- Born: 28 June 1906 Plaines Wilhems, British Mauritius
- Died: 2 December 1979 (aged 73) Sainte-Clotilde, Réunion
- Occupation(s): Entomologist President of CERF (1929–1974)
- Organization: CERF (Centre d'Essai de Recherche et de Formation)
- Known for: Genetic modification of sugarcane
- Spouse: Marie-Antoinette Chauvet (married 1931)
- Parent(s): Paul Donald d'Emmerez de Charmoy Marie–Marguerite Louise Motet de Torvilliers

= Donald d'Emmerez de Charmoy =

Mauritian entomologist (1906–1979)

Donald d'Emmerez de Charmoy (28 June 1906 – 2 December 1979) was a Mauritian entomologist and biologist.

==Biography==
Donald d'Emmerez was born on 28 June 1906 in British Mauritius, and died on 2 December 1979. He is the son of an eminent Mauritian naturalist, Paul Donald d'Emmerez de Charmoy and his wife, née Marie-Louise Marguerite Motet de Torvilliers. He is the second child of the couple, who had given birth in 1899 to a daughter, Valerie Marie Antoinette d'Emmerez de Charmoy.

He married Marie Antoinette Chauvet (1906–1937) on 6 June 1931.

He began his career by making a two-year internship in British India to study the hybridization of sugar. He was awarded the Imperial Service Order in the 1926 Birthday Honours, when he was the assistant director and entomologist at the Agricultural Department of Mauritius. He led the Centre d'Essai de Recherche et de Formation (CERF) from 1929 to 1974. Between these two dates, the average yields per hectare increased from two tonnes of sugar to more than five tons. It is now eight tons of sugar per hectare on average and can still improve.

==Career==
He was the founder and first director of the Testing Station (renamed Test Center for Research and Training in 1973 (TCRT), or CERF in French) until his retirement in 1974. His international reputation allowed the CERF to exchange with other hybridization's stations of the world their best varieties.

He began at the age of 45 a breeding program of the cane in Reunion Island. Thanks to this researcher, "sugar agronomy of Reunion is raised to a high degree of perfection," according to Jean Defos du Rau, in his thesis in geography (1960).

In the 30s, Donald d'Emmerez de Charmoy hybridized a series of varieties that have saved the local industry from slump health, and largely explain the observed sugar boom during the fifteen years following the end of war conflict, and the naval blockade which was its consequence, net exports had stopped sugar, and many fields were abandoned or uprooted).

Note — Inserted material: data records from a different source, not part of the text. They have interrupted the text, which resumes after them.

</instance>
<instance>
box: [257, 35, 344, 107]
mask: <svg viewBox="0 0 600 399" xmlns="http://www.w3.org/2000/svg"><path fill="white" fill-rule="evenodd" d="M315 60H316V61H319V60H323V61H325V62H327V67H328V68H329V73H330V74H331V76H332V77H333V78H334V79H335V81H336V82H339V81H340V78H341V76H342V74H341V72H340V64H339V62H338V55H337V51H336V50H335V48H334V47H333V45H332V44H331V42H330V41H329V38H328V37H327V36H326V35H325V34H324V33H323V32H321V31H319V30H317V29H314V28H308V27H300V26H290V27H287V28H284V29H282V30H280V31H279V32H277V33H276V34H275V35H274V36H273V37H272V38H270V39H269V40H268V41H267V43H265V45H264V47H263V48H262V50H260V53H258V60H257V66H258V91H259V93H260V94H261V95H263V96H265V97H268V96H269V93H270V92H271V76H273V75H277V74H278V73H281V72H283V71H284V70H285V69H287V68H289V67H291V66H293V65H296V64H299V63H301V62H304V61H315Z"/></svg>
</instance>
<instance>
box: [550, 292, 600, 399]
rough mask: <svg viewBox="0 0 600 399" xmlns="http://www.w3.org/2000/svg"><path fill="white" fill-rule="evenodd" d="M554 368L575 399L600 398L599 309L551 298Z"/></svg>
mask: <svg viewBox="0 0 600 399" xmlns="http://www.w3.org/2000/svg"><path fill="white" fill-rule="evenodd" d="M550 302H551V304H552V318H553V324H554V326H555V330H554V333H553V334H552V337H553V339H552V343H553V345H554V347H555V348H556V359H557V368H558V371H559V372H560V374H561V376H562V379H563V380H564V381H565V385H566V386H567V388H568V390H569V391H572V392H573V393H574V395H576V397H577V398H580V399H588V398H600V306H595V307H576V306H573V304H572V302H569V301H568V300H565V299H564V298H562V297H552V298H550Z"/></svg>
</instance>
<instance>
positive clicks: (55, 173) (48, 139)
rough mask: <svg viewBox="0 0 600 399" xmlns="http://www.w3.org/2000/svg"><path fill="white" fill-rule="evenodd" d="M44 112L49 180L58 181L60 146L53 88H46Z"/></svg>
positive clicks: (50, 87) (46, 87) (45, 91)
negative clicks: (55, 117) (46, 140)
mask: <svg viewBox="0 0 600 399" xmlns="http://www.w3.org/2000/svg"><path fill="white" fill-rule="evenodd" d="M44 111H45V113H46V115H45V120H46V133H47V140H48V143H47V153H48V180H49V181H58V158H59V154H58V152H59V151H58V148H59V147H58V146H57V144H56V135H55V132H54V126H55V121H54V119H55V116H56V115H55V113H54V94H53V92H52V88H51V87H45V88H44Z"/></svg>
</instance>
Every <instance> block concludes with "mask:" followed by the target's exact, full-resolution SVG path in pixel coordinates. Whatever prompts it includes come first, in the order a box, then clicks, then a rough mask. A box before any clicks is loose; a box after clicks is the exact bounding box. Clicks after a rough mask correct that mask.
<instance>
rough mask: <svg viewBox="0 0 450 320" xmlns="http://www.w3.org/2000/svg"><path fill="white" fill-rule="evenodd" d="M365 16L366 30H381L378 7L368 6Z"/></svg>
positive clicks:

All these varieties are from the same, which their progenitor us the secret in his personal archives: 19/32e sap noble, 4/32e Indian and 9/32e wild sap.

Donald d'Emmerez de Charmoy experimented for the first time a fundamental principle of modern breeding, which is now well known breeders: interspecific hybridization.

At first, Emmerez imported of foreign varieties of hybrid nature newly obtained in order to restore the destroyed plantations, then began to work patiently on genetic improvement in Reunion Island in order to improve the hybrid cross method through the creation of material plant, because it was selected in the conditions of the island.